Een man uit het publiek stelt dat ouderbetrokkenheid heel belangrijk is en dat je rolmodellen nodig hebt, daarom zijn er meer pedagogen nodig op sportclubs om jongeren te ondersteunen bij het kiezen voor een ander pad.

Een vrouw uit het publiek stelt dat omgaan met geld een vak moet worden op school.

Een andere vrouw uit het publiek merkt op dat ze vaak mensen die arm zijn iets kwalijk neemt, wat ze mensen die rijk zijn niet kwalijk neemt. Ze vraagt zich af waarom we alleen arme jongeren het kwalijk nemen dat ze snel geld willen verdienen, terwijl iedereen dit wilt, volgens haar.

Netwerkspecialist Gregory stelt dat het bieden van perspectief heel belangrijk is, dat dit nu ook langzamerhand meer gebeurt, maar dat daar veel meer aandacht voor moet komen.

Een man uit het publiek stelt dat de overheid meer moet investeren in moeders, omdat de vaders vaak afwezig zijn, bijvoorbeeld door uit te leggen aan die moeders hoe de samenleving en het onderwijs werkt.

Mohammed Azahaf stelt dat het belangrijk is voor je kinderen om de lat hoog te leggen, dat zou hun zelfvertrouwen sterken.

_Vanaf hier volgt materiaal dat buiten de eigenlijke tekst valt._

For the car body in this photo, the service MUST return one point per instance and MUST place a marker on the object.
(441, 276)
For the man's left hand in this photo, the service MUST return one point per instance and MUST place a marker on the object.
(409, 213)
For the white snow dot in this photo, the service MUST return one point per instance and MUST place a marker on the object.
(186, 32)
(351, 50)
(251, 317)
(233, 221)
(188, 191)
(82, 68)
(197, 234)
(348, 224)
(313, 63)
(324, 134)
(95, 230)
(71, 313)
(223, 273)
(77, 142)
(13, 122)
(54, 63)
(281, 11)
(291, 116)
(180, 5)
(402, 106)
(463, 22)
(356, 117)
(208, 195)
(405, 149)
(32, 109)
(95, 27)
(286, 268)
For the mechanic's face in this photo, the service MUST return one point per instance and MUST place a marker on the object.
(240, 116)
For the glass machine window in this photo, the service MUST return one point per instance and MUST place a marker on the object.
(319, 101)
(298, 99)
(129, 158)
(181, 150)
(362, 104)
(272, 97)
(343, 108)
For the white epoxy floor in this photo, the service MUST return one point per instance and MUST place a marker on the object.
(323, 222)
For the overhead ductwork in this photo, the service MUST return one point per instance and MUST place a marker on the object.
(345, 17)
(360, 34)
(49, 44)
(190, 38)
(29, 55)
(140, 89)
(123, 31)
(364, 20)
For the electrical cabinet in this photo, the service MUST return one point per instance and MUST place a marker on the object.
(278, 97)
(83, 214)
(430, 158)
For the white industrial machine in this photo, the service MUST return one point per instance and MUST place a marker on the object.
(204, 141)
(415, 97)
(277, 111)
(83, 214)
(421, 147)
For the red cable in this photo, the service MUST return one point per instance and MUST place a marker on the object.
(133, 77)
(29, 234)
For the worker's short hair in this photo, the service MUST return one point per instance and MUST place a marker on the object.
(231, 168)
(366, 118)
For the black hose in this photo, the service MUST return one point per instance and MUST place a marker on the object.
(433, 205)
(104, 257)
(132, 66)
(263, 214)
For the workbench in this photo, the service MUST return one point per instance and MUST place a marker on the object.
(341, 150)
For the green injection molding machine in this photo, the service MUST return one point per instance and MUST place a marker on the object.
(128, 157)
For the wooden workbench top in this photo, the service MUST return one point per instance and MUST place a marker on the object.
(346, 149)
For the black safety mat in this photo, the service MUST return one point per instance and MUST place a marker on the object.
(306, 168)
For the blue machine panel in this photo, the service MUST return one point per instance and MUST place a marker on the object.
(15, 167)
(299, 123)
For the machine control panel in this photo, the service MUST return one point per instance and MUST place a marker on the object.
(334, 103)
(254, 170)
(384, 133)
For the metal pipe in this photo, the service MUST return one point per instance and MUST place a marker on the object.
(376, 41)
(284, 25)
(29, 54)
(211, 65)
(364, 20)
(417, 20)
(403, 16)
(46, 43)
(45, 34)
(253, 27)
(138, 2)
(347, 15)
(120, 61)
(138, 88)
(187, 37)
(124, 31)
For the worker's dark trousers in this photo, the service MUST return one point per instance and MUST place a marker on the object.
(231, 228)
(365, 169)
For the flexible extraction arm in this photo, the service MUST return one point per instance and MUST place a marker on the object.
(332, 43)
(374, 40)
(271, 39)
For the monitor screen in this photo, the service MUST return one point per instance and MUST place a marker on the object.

Abid Tounsi reageert hierop dat we als ouders geneigd zijn om vanuit ons eigen perspectief te kijken, maar dat het heel belangrijk is om te kijken naar het perspectief van de jongeren zelf.

Een vrouw uit het publiek stelt dat je zonder het exacte papiertje of de specifieke jaren ervaring gewoonweg niet binnen komt en dat we onszelf daarom moeten afvragen waarom het zo moeilijk is voor jongeren om bij organisaties binnen te komen en een eerlijke kans te krijgen. Rianne de Back reageert hierop door te stellen dat we jongeren goed kunnen helpen door ze stages aan te bieden en ze te laten zien wat voor banen er zijn.

Igor vertelt dat hij vroeger thuis slecht behandelt werd en dat als je elke dag hoort dat je niks bent en niks gaat worden, dan wordt het ook niks met je. Hij vindt dat wij die jongeren moeten laten weten dat ze meetellen en dat we ze zien.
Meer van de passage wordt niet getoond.